Although cloud computing has been slow to take off in much of APAC, this is starting to change as more geographies become ‘cloud ready’. Most interest in cloud computing adoption in APAC, is, of course, directed at the region’s largest economy, China.
This can be explained by the strongly held view that China will offer the greatest cloud computing opportunities in the world within the next five years. China does not have the legacy infrastructure of the more mature economies and is investing huge amounts into new infrastructure that will enable the provision of cloud computing services and make the adoption of these services very attractive.
In mature economies, large organizations have typically invested millions of dollars in on-premise infrastructure. In order to see a return on their investments, these organizations are often reluctant to move into a world where most infrastructure, applications and content reside off-site. Strong vested interests also impede the adoption of cloud computing. A shift to using cloud services at the expense of on premise infrastructure, challenges the role of IT departments. Hence, many within IT departments are reluctant to propose cloud computing options. Similarly, suppliers of hardware and software to large organizations may view cloud computing as a threat to strong revenue streams from their legacy businesses. These organizations are unlikely to propose options to their clients that reduce the size of a deal.
Organizations in China and in some other geographies in the APAC region such as India, Thailand, Indonesia and Vietnam don’t face these challenges. The biggest challenge that they face is infrastructure and the impact of this infrastructure (or lack of it) on the performance and availability of cloud computing. However, this is changing rapidly, particularly within China.
In China, cities such as Shanghai, Shenzhen, Guangzhou and Ordos now have infrastructure that lends itself to the extremely rapid takeup of cloud computing services. Massive data centers are being built such as the data center in Langfang, Hebei province (being built by IBM and Range Technology) to meet demand for cloud services, in particular IaaS.
China’s strong position is compounded by the readiness of large telecommunications vendors such as China Telecom and China Mobile to offer cloud computing services, and the growth in local Chinese suppliers of cloud computing services. Indeed, Microsoft is now working with China Mobile to develop and deliver cloud services while SAP is doing the same with China Telecom.

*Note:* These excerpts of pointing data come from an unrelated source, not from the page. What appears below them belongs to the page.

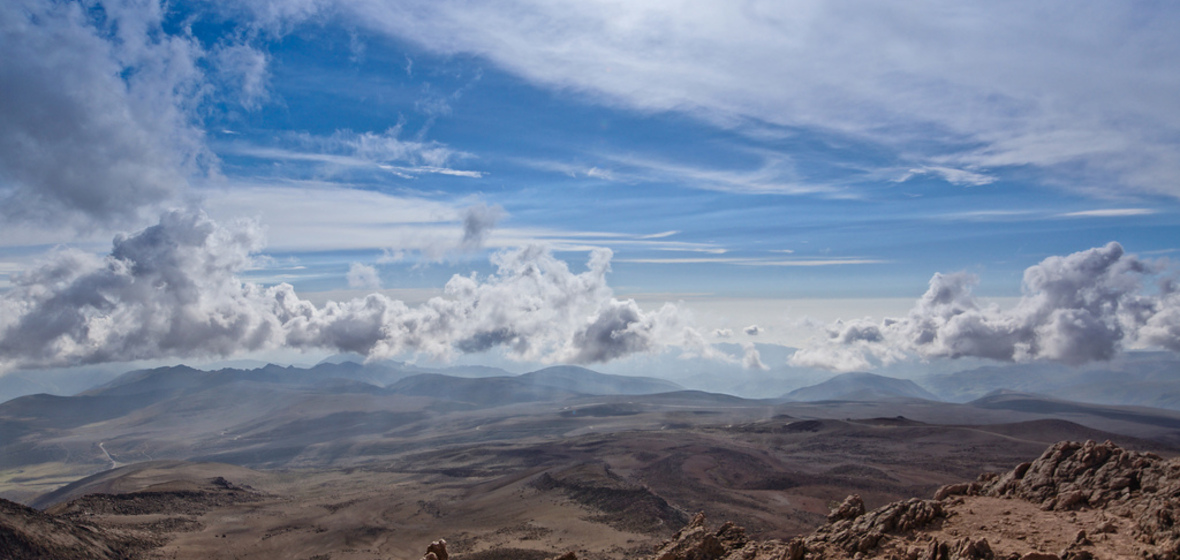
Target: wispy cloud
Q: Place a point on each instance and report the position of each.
(1115, 212)
(366, 150)
(954, 176)
(754, 262)
(959, 90)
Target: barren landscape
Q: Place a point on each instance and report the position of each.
(296, 463)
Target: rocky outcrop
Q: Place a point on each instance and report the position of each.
(1070, 475)
(861, 533)
(1141, 489)
(437, 551)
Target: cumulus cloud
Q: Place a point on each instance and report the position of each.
(94, 110)
(1075, 309)
(752, 358)
(478, 222)
(174, 290)
(362, 277)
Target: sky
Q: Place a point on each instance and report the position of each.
(584, 182)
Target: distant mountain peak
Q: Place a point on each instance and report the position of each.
(860, 386)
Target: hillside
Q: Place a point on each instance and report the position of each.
(860, 387)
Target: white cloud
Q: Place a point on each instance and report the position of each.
(751, 357)
(96, 111)
(954, 176)
(997, 84)
(346, 150)
(364, 277)
(174, 290)
(1115, 212)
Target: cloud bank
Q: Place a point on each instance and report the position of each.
(96, 105)
(174, 290)
(1075, 309)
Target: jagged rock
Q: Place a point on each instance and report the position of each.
(851, 508)
(696, 542)
(1040, 555)
(959, 489)
(865, 532)
(1069, 475)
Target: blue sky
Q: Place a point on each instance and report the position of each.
(752, 151)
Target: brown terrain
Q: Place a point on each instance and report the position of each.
(1092, 500)
(224, 468)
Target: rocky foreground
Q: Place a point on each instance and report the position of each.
(1076, 501)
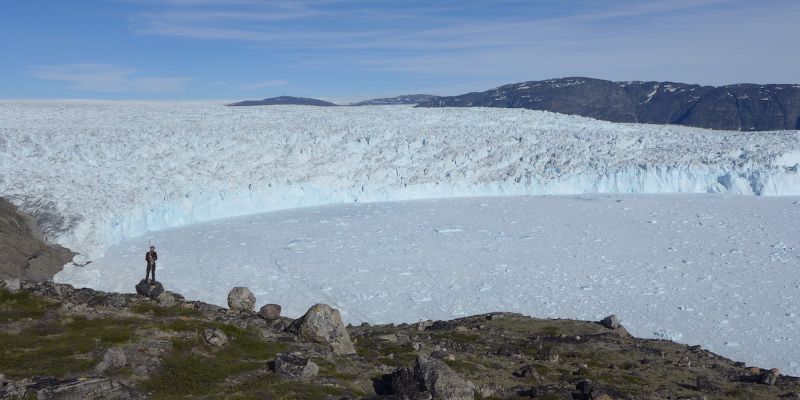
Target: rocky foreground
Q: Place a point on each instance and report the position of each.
(58, 342)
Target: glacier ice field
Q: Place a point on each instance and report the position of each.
(687, 234)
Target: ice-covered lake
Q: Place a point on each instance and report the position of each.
(718, 267)
(716, 270)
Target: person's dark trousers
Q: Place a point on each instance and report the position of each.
(151, 267)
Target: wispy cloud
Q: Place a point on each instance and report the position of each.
(693, 40)
(108, 78)
(265, 84)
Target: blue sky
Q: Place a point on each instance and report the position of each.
(346, 50)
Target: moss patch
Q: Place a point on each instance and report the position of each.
(192, 368)
(60, 347)
(21, 305)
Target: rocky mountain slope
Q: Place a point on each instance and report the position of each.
(405, 99)
(284, 100)
(746, 107)
(59, 342)
(62, 342)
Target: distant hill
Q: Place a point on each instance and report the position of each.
(406, 99)
(284, 100)
(747, 107)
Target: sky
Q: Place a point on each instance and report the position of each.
(348, 50)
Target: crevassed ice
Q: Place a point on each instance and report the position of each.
(95, 172)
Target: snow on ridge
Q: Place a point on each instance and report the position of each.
(95, 173)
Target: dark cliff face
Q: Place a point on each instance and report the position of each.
(284, 100)
(23, 253)
(733, 107)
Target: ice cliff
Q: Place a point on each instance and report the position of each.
(94, 172)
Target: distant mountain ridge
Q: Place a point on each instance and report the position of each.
(747, 107)
(284, 100)
(404, 99)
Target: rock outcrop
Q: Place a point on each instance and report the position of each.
(270, 312)
(323, 324)
(294, 365)
(100, 388)
(26, 256)
(149, 288)
(745, 107)
(431, 378)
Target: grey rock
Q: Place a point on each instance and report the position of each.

Both global software companies, clearly recognize the importance of establishing themselves in the Chinese cloud computing market. Examples of Chinese suppliers of cloud services are Kingdee and Ufida. Both companies have a heritage in the provision of on –premise software. Both are now making strategic moves to ensure that they are major suppliers of software as a service in China.
In summary, it has become clear only in the last few months that parts of China now have the infrastructure to enable the provision of cloud computing services; the suppliers positioned to deliver these services; and demand for these services. They do not have the same brake on cloud computing adoption, namely legacy business and investments, which exists in mature economies. Key regions within China are now poised to offer some of the most significant cloud computing opportunities in the world.